AT WAR WITH THE WIND

The Epic Struggle With Japan’s World War II Suicide Bombers

by David Sears

Pub Date: Oct. 1st, 2008
ISBN: 978-0-8065-2893-9
Publisher: Citadel/Kensington

A victor’s-eye view of the desperate suicide-bombing campaign in the closing months of World War II.

Former naval officer Sears (The Last Epic Naval Battle: Voices from Leyte Gulf, 2005) writes affectingly of the terror the “divine wind” campaign wrought on American sailors. Contrasting the fate of several American ships to that of USS Cole in the 2000 al-Qaeda terror attack, he demonstrates the damage that the Imperial Navy suicide bombers wrought. That campaign, he observes, was a mark of having no other options, the American fleet having destroyed most of Japan’s and forcing “a stunning new ‘backs-against-the-wall’ paradigm for modern warfare.” The author focuses on U.S. forces, though with considerable attention to the Japanese side of the equation, for which readers will also want to consult Emiko Ohnuki-Tierney’s provocative Kamikaze Diaries (2006) and Albert Axell’s Kamikaze: Japan’s Suicide Gods (2002). Sears does a particularly good job of bringing in the various voices of the fast-dwindling corps of American survivors of hellish engagements at Leyte and Okinawa, among other places.
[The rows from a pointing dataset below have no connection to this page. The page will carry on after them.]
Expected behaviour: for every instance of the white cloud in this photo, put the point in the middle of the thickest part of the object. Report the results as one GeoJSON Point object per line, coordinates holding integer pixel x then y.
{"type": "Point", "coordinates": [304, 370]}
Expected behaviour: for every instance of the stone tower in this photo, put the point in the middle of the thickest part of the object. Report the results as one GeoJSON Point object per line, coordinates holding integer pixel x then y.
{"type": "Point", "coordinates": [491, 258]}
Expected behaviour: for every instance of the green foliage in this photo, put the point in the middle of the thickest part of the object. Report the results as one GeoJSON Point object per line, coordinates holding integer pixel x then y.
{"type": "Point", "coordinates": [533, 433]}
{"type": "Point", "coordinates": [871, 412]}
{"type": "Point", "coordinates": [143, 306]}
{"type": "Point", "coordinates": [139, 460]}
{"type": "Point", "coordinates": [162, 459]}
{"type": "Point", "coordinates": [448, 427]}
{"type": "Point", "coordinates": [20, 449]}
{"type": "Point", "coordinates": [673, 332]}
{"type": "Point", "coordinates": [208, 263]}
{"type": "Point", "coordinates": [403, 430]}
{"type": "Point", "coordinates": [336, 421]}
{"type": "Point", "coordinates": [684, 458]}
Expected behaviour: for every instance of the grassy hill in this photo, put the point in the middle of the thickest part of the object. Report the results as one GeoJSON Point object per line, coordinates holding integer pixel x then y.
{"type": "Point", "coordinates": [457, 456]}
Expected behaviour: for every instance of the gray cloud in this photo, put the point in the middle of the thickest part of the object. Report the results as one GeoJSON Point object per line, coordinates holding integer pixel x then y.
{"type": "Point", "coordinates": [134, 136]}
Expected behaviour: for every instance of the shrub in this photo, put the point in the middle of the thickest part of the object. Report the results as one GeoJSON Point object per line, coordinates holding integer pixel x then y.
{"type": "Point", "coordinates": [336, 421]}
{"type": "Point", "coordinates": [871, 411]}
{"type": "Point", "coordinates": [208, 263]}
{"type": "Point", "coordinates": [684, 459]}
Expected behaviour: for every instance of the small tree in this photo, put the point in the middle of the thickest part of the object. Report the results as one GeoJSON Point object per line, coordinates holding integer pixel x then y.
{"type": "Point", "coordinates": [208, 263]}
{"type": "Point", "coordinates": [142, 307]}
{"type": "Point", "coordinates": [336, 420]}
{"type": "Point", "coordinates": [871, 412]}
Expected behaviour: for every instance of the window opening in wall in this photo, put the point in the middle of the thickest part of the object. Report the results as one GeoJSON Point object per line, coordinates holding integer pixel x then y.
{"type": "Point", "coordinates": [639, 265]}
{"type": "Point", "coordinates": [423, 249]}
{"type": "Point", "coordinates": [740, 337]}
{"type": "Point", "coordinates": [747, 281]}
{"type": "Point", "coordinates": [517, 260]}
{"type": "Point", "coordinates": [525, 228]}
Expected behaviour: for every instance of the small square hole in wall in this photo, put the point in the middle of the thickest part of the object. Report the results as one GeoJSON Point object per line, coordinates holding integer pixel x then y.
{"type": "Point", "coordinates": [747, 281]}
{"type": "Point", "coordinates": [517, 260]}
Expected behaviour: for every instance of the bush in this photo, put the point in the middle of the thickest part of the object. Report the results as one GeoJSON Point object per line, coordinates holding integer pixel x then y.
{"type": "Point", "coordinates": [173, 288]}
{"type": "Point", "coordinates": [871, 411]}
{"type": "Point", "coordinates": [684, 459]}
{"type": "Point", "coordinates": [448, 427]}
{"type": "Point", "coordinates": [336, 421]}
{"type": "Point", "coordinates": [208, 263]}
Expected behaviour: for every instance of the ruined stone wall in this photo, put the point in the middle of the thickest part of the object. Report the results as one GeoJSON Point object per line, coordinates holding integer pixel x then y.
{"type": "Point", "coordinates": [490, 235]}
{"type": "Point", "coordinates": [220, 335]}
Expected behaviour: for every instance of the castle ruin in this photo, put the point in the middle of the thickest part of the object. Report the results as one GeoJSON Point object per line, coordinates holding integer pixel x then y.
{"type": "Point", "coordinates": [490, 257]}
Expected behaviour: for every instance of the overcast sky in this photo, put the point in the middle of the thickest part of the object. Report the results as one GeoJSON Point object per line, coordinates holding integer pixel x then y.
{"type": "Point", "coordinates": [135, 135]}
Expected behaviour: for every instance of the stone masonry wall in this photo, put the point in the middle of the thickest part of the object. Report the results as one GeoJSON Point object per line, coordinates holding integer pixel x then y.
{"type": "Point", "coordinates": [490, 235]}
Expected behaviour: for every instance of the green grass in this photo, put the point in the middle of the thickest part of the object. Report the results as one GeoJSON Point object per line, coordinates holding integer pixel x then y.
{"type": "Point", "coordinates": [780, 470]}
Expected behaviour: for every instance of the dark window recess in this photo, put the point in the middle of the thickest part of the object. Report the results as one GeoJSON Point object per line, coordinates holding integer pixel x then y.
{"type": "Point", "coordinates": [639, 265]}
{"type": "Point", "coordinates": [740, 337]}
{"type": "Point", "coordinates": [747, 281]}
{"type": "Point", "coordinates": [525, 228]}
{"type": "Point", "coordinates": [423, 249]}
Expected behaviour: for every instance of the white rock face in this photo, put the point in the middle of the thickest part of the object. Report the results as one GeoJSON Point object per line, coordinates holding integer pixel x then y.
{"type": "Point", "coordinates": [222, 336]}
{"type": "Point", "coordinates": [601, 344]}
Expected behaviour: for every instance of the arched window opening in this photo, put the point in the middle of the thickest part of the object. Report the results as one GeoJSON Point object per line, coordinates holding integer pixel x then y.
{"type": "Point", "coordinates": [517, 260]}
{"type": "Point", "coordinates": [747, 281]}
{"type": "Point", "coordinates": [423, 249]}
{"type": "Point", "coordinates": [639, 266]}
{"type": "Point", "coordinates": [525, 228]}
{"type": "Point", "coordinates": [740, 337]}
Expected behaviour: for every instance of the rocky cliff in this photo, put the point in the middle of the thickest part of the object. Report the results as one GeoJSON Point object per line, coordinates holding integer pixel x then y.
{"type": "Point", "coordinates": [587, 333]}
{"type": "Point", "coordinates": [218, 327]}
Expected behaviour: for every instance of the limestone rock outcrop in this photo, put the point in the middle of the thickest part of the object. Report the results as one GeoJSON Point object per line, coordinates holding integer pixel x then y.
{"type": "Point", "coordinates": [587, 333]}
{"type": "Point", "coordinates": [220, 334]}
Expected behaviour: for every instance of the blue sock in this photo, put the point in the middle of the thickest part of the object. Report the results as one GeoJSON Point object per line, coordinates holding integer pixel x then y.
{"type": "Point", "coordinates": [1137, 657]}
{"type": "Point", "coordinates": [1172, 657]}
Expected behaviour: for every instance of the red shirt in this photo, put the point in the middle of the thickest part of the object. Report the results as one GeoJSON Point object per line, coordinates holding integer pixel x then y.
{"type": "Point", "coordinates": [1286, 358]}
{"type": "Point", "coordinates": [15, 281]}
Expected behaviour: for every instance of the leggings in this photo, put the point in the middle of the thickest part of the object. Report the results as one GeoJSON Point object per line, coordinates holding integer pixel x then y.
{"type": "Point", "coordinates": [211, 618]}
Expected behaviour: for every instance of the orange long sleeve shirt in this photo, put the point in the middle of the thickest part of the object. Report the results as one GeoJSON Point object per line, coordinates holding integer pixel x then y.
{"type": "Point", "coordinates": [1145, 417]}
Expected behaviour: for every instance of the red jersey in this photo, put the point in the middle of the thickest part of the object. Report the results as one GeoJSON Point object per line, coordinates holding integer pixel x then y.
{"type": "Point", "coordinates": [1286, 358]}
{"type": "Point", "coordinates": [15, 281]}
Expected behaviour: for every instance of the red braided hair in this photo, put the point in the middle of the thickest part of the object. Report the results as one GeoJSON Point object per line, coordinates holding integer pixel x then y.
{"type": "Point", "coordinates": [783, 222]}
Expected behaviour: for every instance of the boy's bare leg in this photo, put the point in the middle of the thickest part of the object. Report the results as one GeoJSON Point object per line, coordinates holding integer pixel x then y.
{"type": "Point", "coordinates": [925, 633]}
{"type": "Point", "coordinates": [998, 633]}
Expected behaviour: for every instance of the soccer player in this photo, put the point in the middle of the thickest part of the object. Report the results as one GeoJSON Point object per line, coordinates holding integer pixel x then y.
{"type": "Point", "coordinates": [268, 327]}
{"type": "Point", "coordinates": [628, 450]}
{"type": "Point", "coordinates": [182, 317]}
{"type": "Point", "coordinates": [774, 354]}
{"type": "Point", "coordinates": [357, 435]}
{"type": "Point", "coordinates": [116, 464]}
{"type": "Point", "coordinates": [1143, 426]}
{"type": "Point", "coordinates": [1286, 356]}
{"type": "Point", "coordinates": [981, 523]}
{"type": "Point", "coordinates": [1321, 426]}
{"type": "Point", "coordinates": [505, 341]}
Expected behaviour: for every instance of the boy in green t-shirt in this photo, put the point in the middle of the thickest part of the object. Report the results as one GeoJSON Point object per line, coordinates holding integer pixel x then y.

Drawing on interviews, diaries and other sources, the author depicts men such as a Marine junior officer who, his soldiers suspected, slept at attention, in contrast with one of those fighters who weighed only 135 pounds and was “quiet, introspective, and mild mannered.” Both served valiantly, as did most of their comrades, even though, by the closing months of the war, recruits were pushed through training and sent into the field as “90-day wonders fresh from Midshipman School.” The horror of kamikaze steeled them—those who survived, that is, for the attacks took a terrible toll on American sailors, Marines and soldiers, which left “even the healthiest…veterans perplexed and embittered at a nation, culture, and people capable of devising such attacks.” Sears closes with a look at how veterans on both sides bridged the gulf between them.

Of considerable interest to students of the Pacific War.